You need to harden every machine in your system, period. And that needs to be done from the hardware up: firewalls with ACLs to drop illegal traffic at the network level, OS configured correctly and patched appropriately, and your software stack itself needs to take various attacks into account for robustness. Every machine should be as hardened as you can make it without compromising your own ability to run the game.

At that point, the proxy is not a useful security measure anymore. You can just as easily expose a protected interface on each game server to the public internet and be done. Proxies can still have their uses, to be sure, but security shouldn't be considered one of them.

Wielder of the Sacred Wands
[Work - ArenaNet] [Epoch Language] [Scribblings]

I'm going to have a proxy server either way in order to direct the messages to the right server. I'm just wondering if it would be better in any way to have the outgoing messages (back to the client) be sent through the proxy server at a code level?

I'm just wondering if it would be better in any way to have the outgoing messages (back to the client) be sent through the proxy server at a code level?


Are you using TCP? If so, you have to do that, no matter what. There are some hardware load balancers that support asymmetric "Direct Server Response" or similar, but those are not layer 7 proxies like you're talking about here.

If you're using UDP, you have a little more flexibility, and sending the response straight back to the client may reduce load on the proxy server. Just make sure you don't break NAT. Specifically, the "from" ip:port tuple you send needs to be the same as the client sent in "to."
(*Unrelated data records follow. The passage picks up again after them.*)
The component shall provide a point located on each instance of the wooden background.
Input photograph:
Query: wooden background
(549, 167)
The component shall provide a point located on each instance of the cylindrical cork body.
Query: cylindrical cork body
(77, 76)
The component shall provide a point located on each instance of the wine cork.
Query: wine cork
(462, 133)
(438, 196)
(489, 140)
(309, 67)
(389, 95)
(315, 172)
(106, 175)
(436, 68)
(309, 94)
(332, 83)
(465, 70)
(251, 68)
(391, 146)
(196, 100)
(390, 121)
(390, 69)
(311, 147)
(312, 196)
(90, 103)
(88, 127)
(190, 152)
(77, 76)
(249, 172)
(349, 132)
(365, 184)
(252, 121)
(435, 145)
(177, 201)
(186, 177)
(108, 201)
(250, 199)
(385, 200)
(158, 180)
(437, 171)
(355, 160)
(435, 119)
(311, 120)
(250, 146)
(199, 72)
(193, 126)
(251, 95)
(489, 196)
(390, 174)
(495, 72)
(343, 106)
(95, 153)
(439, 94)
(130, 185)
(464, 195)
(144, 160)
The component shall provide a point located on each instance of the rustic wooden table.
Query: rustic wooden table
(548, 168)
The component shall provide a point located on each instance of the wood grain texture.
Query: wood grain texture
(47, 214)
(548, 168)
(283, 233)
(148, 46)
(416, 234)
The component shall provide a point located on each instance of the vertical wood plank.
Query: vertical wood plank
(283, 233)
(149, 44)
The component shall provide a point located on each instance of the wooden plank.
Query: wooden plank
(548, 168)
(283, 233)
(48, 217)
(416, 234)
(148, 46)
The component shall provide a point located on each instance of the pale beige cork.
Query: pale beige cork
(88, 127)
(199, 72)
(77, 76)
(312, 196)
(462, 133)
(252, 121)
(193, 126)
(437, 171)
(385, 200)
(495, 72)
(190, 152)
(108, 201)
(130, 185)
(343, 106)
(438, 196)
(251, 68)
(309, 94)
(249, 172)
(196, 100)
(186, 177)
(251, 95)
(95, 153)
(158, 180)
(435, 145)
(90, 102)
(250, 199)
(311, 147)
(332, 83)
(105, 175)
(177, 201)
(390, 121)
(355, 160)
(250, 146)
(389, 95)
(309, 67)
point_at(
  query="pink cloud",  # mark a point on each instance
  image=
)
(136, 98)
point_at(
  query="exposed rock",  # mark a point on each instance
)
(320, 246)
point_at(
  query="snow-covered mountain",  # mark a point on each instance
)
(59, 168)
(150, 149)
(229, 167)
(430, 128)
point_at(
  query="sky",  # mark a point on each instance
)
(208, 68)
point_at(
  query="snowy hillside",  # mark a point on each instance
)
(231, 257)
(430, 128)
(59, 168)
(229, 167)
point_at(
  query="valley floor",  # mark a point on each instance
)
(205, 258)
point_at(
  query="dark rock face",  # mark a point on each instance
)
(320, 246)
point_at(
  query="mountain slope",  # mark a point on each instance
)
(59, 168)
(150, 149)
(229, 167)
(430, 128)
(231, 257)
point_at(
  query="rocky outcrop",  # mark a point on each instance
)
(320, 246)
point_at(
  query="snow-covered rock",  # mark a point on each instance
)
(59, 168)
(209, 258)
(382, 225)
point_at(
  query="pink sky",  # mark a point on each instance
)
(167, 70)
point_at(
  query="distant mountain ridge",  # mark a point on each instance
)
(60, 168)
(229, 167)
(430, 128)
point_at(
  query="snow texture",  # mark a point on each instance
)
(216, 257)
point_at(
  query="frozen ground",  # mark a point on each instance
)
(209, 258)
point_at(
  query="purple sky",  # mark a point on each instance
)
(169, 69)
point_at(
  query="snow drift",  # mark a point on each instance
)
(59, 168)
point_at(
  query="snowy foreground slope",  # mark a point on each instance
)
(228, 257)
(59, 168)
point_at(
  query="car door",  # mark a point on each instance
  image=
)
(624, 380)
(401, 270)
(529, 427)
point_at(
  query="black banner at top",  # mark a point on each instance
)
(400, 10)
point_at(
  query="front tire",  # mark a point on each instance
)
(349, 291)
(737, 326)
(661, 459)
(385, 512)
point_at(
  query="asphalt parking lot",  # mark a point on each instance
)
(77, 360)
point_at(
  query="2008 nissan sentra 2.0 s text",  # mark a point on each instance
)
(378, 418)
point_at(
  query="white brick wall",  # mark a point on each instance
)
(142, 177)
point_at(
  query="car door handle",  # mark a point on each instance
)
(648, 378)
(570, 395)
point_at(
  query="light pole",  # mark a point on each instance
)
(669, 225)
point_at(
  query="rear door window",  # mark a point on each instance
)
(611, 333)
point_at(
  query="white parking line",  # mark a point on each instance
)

Also, I think you're solving the wrong problem first. Most MMO projects die because they fail to build a game that is at all compelling. Start there :-)
enum Bool { True, False, FileNotFound };

I think I have a game idea that is quite compelling, but I am really trying this to learn how to make an mmo. I have a decent understanding that this project will probably go nowhere due to the huge amount of content it might need.

I am using UDP for this. I think if I use the standard internet sharing built into windows, the information should come from the proxy server's IP. Why does the information need to come from the same ip and port? Would it be possible/a good idea to use different ports for sending and receiving?

The short answer is: NAT is broken if the return source IP/port is not the send destination IP/port. And every residential firewall and wifi "router" will do NAT between the inside network and outside network.

There are some links in the FAQ to how NAT works and why it's important. For example, http://www.mindcontrol.org/~hplus/nat-punch.html (Simple NAT punch-through explanation.)

enum Bool { True, False, FileNotFound };

Thanks, this has been the missing piece of my knowledge of networking. You've been a great help.

This topic is closed to new replies.